WOULD I, asked the BBC chappie down the phone, like to come on air to talk about the Sheffield fishcake? It is a local speciality I have long championed although I have never made one myself. Eaten them, yes.

 There was just one catch. Could I be in the studio by 7.10am? They’d have a fishcake ready. It was one they’d had made earlier.

 Bleary-eyed I was ushered into the studio to greet bequiffed and fresh-as-a-daisy presenter Owain Wyn Evans, usually Look North’s weatherman but standing in for Radio Sheffield’s regular on the morning show, Toby Foster.

 He had the fishcake in his hand. “It’s big,” he said. “No, that’s the breadcake (bun, roll, bap, buttie or stottie to people not from Sheffield), the fishcake is inside,” I said gently.

 Owain is Welsh. You can tell that from his name. I am a quarter Welsh on my mother’s side but we didn’t get time for any yaki da’s.
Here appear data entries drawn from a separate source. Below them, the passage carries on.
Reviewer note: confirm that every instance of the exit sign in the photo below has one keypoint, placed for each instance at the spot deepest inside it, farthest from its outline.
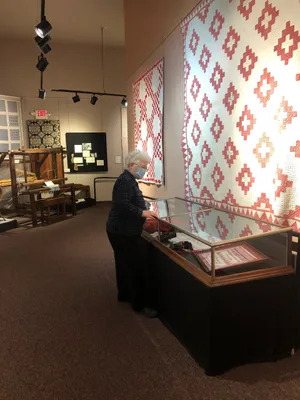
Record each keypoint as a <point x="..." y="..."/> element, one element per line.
<point x="41" y="114"/>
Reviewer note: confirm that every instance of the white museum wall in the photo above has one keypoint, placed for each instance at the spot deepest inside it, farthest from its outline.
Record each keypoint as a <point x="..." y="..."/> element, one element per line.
<point x="71" y="67"/>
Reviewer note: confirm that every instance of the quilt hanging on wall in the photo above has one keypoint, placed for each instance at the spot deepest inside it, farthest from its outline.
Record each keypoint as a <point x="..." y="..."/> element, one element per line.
<point x="43" y="133"/>
<point x="241" y="137"/>
<point x="148" y="120"/>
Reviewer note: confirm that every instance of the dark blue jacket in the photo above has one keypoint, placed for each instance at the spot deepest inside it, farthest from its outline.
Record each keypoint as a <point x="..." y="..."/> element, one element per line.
<point x="125" y="216"/>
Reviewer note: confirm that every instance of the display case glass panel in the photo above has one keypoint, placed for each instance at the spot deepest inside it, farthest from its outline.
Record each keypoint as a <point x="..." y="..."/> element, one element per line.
<point x="175" y="206"/>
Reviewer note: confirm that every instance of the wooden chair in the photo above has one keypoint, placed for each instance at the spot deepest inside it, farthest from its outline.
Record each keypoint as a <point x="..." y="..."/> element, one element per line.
<point x="56" y="204"/>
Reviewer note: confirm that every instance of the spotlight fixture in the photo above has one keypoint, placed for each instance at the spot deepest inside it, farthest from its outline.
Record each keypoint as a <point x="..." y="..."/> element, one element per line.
<point x="124" y="101"/>
<point x="43" y="43"/>
<point x="94" y="100"/>
<point x="76" y="98"/>
<point x="42" y="63"/>
<point x="43" y="28"/>
<point x="42" y="93"/>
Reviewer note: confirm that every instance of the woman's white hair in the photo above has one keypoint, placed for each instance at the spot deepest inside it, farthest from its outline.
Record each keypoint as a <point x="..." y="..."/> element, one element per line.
<point x="134" y="157"/>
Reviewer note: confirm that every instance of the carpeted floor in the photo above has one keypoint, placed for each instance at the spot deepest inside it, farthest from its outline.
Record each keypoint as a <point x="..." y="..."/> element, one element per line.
<point x="63" y="335"/>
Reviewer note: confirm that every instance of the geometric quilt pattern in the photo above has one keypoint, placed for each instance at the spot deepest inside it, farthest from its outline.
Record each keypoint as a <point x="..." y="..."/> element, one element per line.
<point x="241" y="135"/>
<point x="148" y="120"/>
<point x="43" y="133"/>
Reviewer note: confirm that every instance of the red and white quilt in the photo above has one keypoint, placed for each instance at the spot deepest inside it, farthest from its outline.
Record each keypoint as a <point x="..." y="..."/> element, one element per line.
<point x="148" y="120"/>
<point x="241" y="137"/>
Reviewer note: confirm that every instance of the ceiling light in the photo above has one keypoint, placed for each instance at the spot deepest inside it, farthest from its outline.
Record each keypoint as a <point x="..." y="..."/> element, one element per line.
<point x="42" y="63"/>
<point x="42" y="93"/>
<point x="124" y="102"/>
<point x="94" y="100"/>
<point x="43" y="28"/>
<point x="43" y="43"/>
<point x="76" y="98"/>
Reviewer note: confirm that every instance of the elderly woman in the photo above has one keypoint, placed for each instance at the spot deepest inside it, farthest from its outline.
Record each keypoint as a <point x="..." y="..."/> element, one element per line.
<point x="124" y="227"/>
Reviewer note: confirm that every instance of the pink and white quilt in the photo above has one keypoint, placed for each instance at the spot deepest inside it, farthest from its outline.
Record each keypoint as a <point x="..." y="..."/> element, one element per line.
<point x="148" y="120"/>
<point x="241" y="137"/>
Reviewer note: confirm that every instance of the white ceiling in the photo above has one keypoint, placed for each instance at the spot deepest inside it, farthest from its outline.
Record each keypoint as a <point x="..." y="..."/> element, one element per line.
<point x="72" y="20"/>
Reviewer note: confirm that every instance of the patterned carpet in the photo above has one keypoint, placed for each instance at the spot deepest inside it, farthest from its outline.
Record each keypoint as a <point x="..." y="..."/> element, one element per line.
<point x="63" y="335"/>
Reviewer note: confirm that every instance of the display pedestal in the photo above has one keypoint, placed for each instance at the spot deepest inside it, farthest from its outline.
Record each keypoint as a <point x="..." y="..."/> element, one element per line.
<point x="227" y="325"/>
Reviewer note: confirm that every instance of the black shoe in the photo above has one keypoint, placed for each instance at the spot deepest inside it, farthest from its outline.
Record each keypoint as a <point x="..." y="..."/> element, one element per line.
<point x="122" y="298"/>
<point x="150" y="312"/>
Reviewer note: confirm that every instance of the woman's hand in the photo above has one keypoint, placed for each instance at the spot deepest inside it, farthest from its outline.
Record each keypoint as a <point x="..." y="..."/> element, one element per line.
<point x="148" y="214"/>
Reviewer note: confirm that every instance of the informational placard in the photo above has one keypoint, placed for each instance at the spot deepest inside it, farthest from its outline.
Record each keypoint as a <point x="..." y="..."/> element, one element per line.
<point x="232" y="256"/>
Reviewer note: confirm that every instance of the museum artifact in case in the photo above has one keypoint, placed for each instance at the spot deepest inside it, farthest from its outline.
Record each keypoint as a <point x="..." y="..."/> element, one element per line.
<point x="221" y="243"/>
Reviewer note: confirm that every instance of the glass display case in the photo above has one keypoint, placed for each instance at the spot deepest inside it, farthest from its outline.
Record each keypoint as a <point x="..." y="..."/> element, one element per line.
<point x="220" y="243"/>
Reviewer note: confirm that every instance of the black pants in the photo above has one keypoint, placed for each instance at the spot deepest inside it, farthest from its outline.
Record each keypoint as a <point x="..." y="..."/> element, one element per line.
<point x="134" y="277"/>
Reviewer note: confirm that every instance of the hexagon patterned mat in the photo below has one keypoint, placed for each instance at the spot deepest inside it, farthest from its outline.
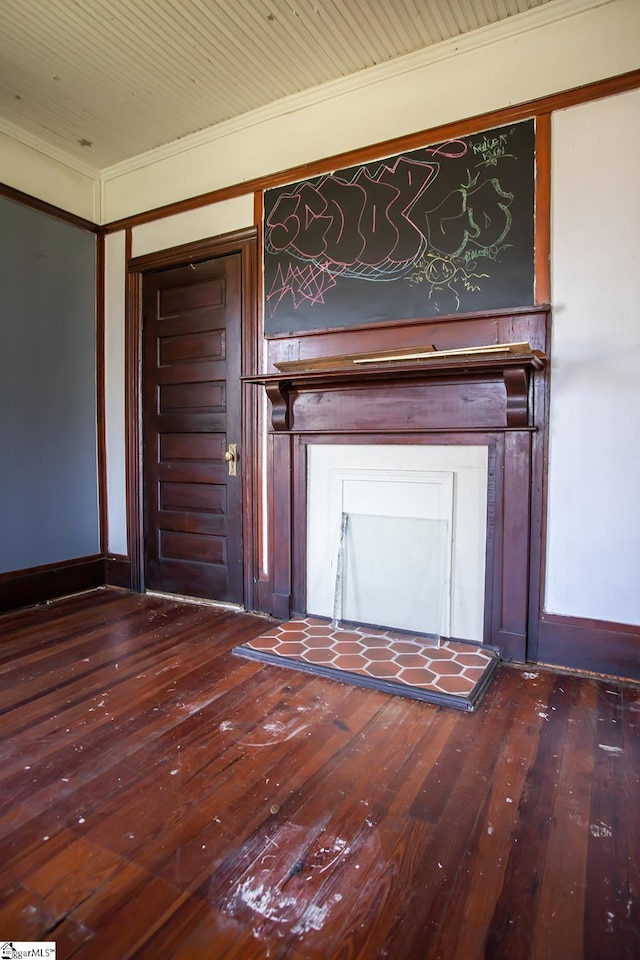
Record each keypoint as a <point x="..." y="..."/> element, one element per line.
<point x="451" y="672"/>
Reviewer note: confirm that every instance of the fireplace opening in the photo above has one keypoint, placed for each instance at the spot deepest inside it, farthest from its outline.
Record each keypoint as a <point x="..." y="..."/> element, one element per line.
<point x="396" y="536"/>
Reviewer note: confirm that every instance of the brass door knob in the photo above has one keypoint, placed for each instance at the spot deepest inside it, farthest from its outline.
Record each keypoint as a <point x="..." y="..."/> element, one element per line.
<point x="231" y="456"/>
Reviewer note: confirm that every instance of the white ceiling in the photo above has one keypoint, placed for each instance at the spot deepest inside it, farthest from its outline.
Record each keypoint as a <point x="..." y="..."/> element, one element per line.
<point x="102" y="81"/>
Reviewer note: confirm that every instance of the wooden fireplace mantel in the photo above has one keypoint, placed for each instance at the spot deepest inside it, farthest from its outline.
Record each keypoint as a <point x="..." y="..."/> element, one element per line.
<point x="511" y="368"/>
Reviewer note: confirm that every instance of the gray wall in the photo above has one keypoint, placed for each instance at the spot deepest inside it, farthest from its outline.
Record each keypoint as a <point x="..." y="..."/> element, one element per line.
<point x="48" y="437"/>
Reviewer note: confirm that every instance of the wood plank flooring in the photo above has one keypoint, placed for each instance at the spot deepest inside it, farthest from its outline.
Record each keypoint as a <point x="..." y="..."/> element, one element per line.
<point x="161" y="798"/>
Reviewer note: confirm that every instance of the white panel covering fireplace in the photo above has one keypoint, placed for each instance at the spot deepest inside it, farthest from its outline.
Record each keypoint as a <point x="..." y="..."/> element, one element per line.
<point x="396" y="536"/>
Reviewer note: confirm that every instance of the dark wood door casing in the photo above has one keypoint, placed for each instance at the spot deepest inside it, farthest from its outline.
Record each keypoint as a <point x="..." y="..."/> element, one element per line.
<point x="244" y="244"/>
<point x="191" y="413"/>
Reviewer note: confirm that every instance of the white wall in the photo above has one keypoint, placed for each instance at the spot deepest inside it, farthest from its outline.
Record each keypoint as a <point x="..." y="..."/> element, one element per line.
<point x="29" y="170"/>
<point x="589" y="569"/>
<point x="554" y="47"/>
<point x="594" y="458"/>
<point x="115" y="278"/>
<point x="210" y="221"/>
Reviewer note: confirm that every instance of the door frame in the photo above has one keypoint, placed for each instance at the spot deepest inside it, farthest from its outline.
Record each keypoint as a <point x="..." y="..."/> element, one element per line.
<point x="245" y="243"/>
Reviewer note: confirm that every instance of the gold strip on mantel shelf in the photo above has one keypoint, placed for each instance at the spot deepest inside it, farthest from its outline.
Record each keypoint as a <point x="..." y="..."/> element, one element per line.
<point x="425" y="354"/>
<point x="399" y="355"/>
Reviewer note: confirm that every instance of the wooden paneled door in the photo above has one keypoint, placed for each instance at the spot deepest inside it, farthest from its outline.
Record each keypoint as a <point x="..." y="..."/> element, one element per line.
<point x="191" y="414"/>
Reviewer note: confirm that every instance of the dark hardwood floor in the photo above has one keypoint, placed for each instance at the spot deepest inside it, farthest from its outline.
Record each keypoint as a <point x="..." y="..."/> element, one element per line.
<point x="162" y="798"/>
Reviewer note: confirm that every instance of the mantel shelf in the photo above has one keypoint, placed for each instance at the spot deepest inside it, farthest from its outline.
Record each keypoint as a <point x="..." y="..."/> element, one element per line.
<point x="513" y="367"/>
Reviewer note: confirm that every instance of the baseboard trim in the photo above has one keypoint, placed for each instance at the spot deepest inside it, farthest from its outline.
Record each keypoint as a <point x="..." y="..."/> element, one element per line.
<point x="592" y="645"/>
<point x="117" y="571"/>
<point x="23" y="588"/>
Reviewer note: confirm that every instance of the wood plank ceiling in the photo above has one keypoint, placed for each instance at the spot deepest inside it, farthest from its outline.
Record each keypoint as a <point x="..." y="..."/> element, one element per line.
<point x="105" y="80"/>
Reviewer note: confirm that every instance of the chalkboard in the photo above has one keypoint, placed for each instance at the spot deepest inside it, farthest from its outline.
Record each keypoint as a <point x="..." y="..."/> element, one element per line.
<point x="444" y="229"/>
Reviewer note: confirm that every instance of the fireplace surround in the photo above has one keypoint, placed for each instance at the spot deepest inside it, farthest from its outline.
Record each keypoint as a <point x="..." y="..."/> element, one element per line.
<point x="497" y="401"/>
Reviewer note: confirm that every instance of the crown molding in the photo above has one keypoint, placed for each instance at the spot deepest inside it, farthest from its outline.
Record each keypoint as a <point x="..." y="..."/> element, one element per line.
<point x="48" y="149"/>
<point x="506" y="29"/>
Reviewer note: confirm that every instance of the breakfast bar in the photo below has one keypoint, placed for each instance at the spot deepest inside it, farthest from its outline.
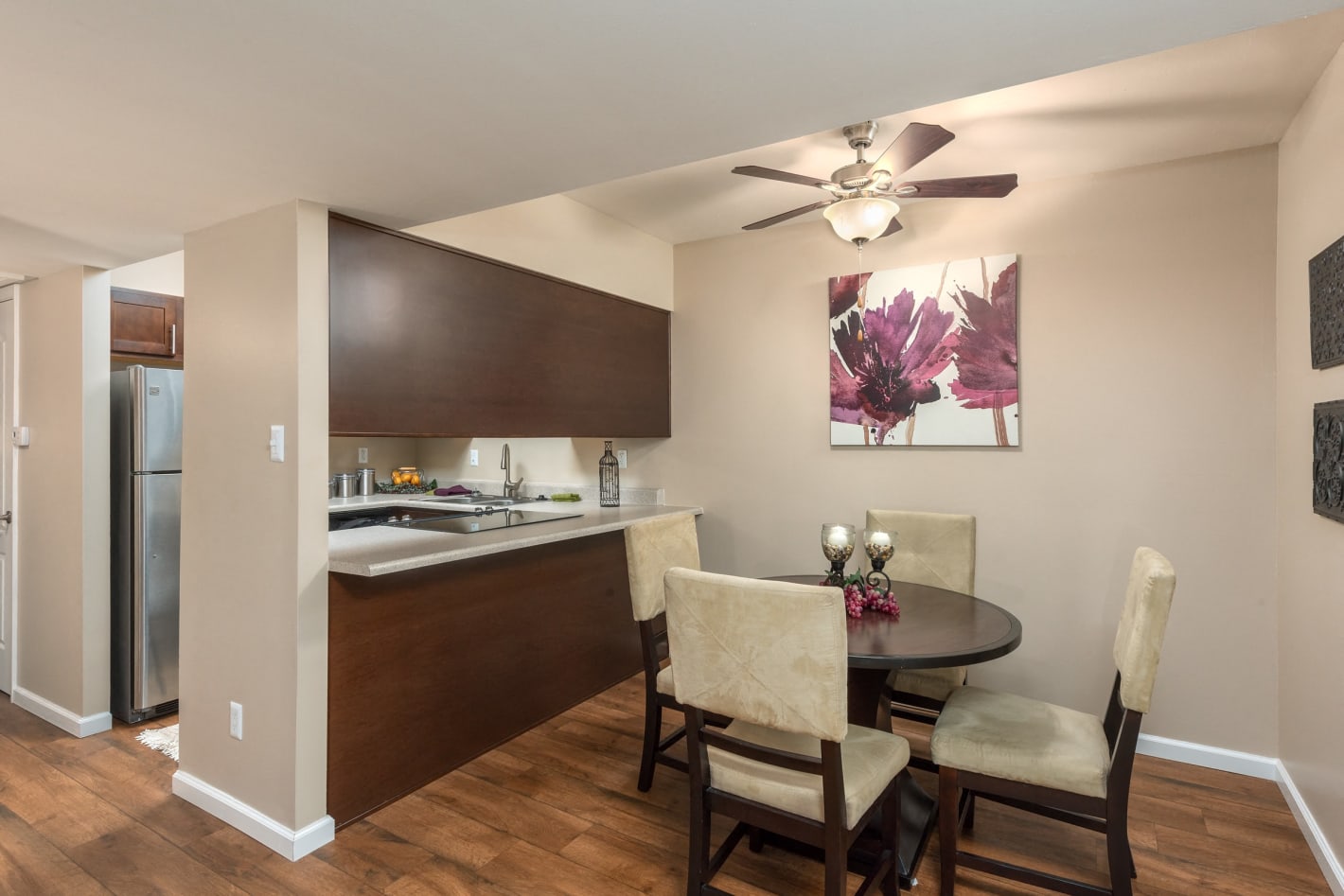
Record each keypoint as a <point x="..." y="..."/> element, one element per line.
<point x="444" y="645"/>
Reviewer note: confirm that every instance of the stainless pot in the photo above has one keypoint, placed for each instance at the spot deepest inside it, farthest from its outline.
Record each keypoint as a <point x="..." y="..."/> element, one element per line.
<point x="345" y="485"/>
He nibbled it, cold, and liked it. I couldn’t do that on the radio.

 I’d also brought along some oatcakes, my homemade Sheffield Relish and a snappy soundbite. Owain chewed on an oatcake. He liked that, too. Then he sprinkled a little Relish on his palm, licked it and said “That’s lovely!” Really? ”Yes.” I very nearly gave him the bottle but didn’t. But he’d had a free breakfast and he could keep the oatcakes.

 “That was great,” said a BBC chappie as I was ushered out of the studio. They always say you were wonderful but I never got to use my soundbite.

 The next day I got a call from Ailsa, producer of Georgey Spanswick’s evening radio show, broadcast across all the BBC’s local  stations.  She’d heard the bit about fishcakes and of course it sounded wonderful. So could I talk to Georgey over the phone? I realise I am suddenly the go-to man for Sheffield fishcakes. I suppose there are worse things to be known for.

 It goes well. I rabbit on about fishcakes, then Derbyshire oatcakes, tomato dip and polony sausage, slip in a joke or two and a few free plugs and namechecks. Georgey lets me talk and it must be slowly dawning on the nation, or at least that part of it which listens to local radio, that there is more to Sheffield than steel and an insane council cutting down the city’s trees.

That’s right, an insane bloke going “batter, tatter, fish, tatter, batter.”

 “That was great,” said a BBC chappie ringing off. And I forgot the soundbite.